Francis Picabia (Kids)

*Idylle (Idyll)*

Francis Picabia. Idylle (Idyll). 1927 6570

Francis Picabia. Idylle (Idyll). 1927. Oil and enamel paint on wood, in a frame by Pierre Legrain, 44 5/16 × 32 1/2 × 2 15/16″ (112.5 × 82.5 × 7.5 cm), with frame. Musée de Grenoble. Gift of Jacques Doucet, 1931. © 2016 Artist Rights Society (ARS), New York/ADAGP, Paris. Photo © Musée de Grenoble

Anne Umland: I think this painting is so funny.

You can see buildings in the man's head, and you can see, in the woman's body, these boats that seem to float right on top of her. Plus the bright blue color of the background extends right into the heads and faces of the couple, making it seem as though you can see right through them.

Picabia made his couple look even stranger by painting these long black lines on the man's face, like he has some sort of odd tattoo. And strangest of all, he gave the woman two pairs of eyes and two pairs of lips.

Did you notice that the woman's eyes, each one of them seems to be looking in a different direction? Can you make your eyes do that?

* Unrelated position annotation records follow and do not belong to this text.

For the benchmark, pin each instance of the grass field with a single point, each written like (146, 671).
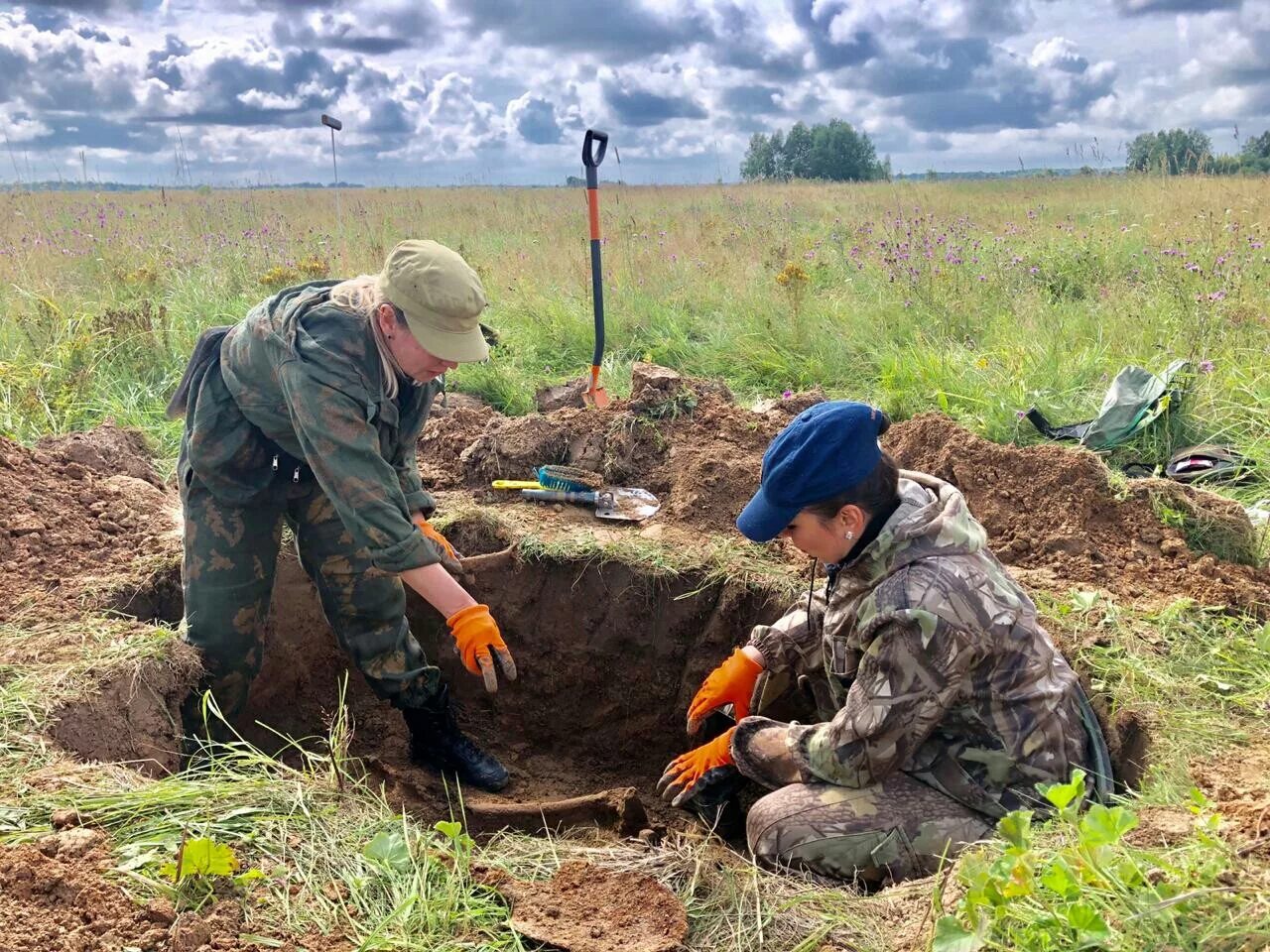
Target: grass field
(978, 298)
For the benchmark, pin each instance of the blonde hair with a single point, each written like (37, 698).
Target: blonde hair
(363, 296)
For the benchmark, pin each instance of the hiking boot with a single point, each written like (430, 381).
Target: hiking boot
(437, 743)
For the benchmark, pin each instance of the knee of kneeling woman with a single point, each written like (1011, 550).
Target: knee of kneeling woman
(762, 826)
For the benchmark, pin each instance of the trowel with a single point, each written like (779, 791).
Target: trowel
(611, 503)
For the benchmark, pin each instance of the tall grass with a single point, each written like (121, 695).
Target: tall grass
(978, 298)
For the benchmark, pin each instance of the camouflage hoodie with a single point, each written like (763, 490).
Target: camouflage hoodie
(302, 376)
(935, 661)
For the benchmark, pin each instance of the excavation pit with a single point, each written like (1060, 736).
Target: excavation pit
(608, 655)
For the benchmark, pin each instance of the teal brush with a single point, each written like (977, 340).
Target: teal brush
(570, 479)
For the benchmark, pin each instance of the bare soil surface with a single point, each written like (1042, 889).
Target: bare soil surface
(608, 653)
(72, 512)
(587, 909)
(55, 895)
(1051, 511)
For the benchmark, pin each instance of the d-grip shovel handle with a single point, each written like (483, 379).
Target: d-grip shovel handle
(550, 495)
(588, 148)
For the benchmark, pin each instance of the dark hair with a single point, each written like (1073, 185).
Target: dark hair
(876, 492)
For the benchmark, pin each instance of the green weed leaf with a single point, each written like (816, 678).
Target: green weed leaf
(951, 936)
(1105, 825)
(1264, 639)
(1084, 599)
(1064, 794)
(451, 829)
(1012, 874)
(390, 849)
(202, 857)
(1058, 878)
(1015, 828)
(1091, 929)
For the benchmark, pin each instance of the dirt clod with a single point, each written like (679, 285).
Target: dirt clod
(587, 909)
(72, 509)
(1051, 512)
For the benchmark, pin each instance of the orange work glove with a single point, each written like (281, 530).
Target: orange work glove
(686, 771)
(451, 560)
(475, 635)
(730, 683)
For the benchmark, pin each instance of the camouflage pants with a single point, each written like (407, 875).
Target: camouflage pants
(885, 833)
(230, 557)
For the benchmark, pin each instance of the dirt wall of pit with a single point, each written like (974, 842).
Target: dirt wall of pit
(608, 658)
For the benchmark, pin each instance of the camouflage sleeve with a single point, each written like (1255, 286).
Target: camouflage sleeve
(341, 447)
(912, 671)
(790, 643)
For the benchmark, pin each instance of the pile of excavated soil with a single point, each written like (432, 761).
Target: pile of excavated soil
(55, 895)
(72, 509)
(1049, 511)
(585, 909)
(701, 456)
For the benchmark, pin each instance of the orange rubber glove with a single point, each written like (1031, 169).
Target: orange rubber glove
(476, 635)
(686, 771)
(730, 683)
(451, 560)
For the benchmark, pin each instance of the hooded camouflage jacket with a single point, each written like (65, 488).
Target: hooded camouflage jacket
(302, 376)
(935, 661)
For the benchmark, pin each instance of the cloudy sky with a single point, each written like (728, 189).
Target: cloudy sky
(441, 91)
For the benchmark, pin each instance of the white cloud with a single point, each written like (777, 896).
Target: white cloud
(434, 89)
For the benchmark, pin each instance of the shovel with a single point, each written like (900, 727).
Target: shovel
(595, 394)
(619, 503)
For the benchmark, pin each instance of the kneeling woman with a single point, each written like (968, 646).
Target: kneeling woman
(944, 701)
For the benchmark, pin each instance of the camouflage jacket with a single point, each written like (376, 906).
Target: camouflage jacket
(302, 376)
(935, 661)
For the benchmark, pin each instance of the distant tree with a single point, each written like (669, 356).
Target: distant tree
(760, 162)
(1257, 146)
(798, 153)
(779, 164)
(1171, 153)
(833, 151)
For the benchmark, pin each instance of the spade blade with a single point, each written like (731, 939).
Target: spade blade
(626, 504)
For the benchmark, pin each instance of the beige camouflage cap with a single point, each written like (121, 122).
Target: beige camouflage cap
(441, 298)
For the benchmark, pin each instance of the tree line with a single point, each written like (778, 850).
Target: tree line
(1191, 151)
(832, 151)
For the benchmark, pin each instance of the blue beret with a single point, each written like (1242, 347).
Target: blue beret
(825, 451)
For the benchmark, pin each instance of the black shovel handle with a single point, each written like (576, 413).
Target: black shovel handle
(553, 495)
(588, 148)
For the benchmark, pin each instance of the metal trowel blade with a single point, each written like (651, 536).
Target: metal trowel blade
(626, 504)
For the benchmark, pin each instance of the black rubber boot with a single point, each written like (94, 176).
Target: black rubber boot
(437, 743)
(716, 803)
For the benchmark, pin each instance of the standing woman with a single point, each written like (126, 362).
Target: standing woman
(943, 702)
(308, 413)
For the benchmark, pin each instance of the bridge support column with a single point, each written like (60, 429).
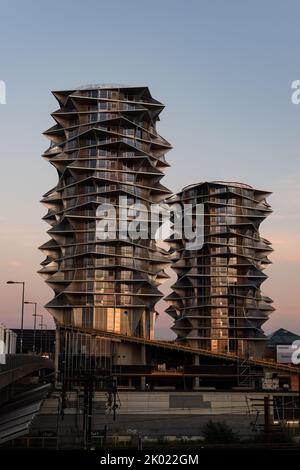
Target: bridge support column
(294, 382)
(57, 352)
(143, 361)
(196, 380)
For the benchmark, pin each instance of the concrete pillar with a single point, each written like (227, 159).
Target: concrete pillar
(57, 352)
(196, 380)
(143, 383)
(7, 341)
(143, 361)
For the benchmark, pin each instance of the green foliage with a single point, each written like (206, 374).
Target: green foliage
(219, 432)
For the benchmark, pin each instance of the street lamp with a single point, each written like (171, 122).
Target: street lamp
(34, 322)
(46, 333)
(41, 339)
(22, 311)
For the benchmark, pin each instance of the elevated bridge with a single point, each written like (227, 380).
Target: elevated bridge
(18, 366)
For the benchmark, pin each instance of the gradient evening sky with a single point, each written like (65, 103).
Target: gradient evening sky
(223, 70)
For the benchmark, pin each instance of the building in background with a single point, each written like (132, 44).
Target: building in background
(39, 341)
(104, 145)
(279, 345)
(216, 302)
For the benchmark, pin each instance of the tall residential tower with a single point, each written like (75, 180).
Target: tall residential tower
(104, 145)
(217, 303)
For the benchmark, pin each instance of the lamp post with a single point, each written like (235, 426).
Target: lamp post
(34, 323)
(45, 326)
(41, 339)
(22, 311)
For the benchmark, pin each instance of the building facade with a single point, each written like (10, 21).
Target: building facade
(216, 302)
(104, 146)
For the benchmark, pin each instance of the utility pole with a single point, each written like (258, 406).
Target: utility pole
(267, 417)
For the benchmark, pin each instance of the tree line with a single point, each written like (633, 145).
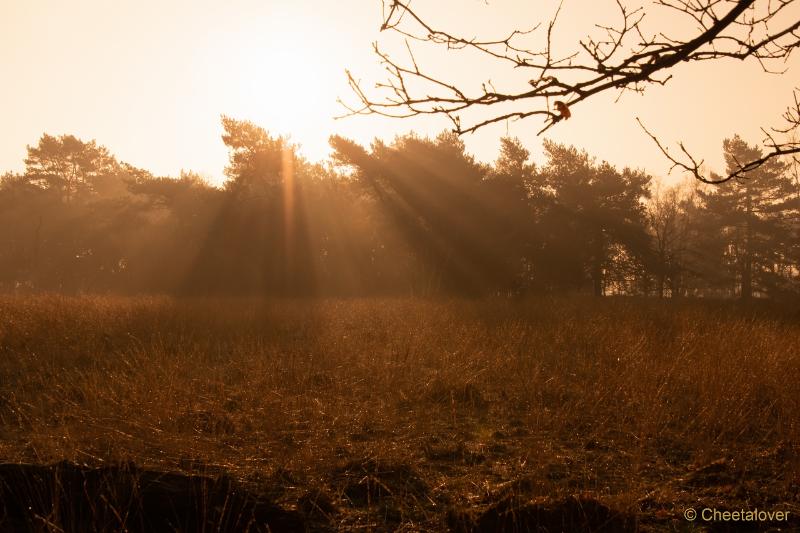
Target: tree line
(417, 216)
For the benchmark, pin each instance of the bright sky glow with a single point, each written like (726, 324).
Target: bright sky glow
(150, 79)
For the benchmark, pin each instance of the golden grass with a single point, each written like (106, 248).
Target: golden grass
(623, 399)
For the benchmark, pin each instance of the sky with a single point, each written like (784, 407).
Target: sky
(150, 79)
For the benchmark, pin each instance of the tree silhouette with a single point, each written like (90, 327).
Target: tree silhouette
(751, 216)
(624, 57)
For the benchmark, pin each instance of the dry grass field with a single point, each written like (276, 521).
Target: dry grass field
(595, 414)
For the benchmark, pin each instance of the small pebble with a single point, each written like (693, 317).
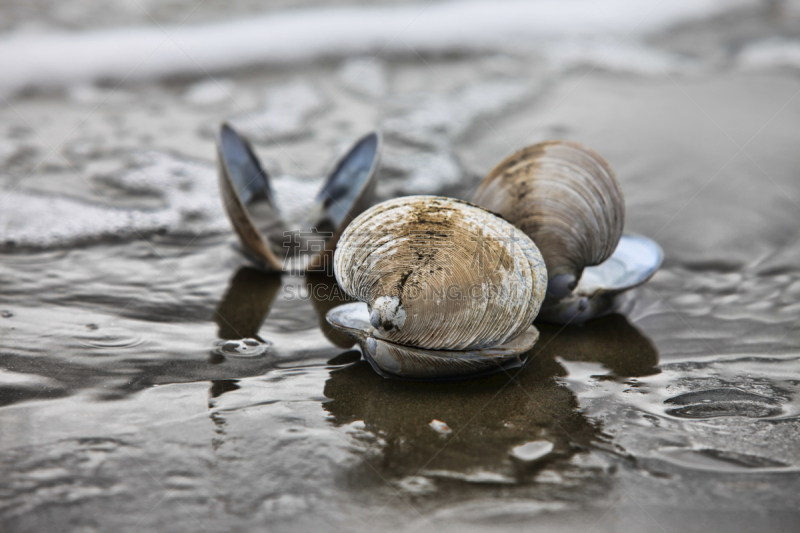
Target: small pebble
(440, 427)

I can't. I think like so much else in the picture, its effect is meant to make you wonder, what on earth is going on?

Narrator: Picabia called this painting Idylle. That’s French for a happy, peaceful place.

Anne Umland: I think Picabia leaves it up to us to decide whether that title suits this brightly-colored painting. Do you think the couple are happy, or are they sad, or are they somewhere in between?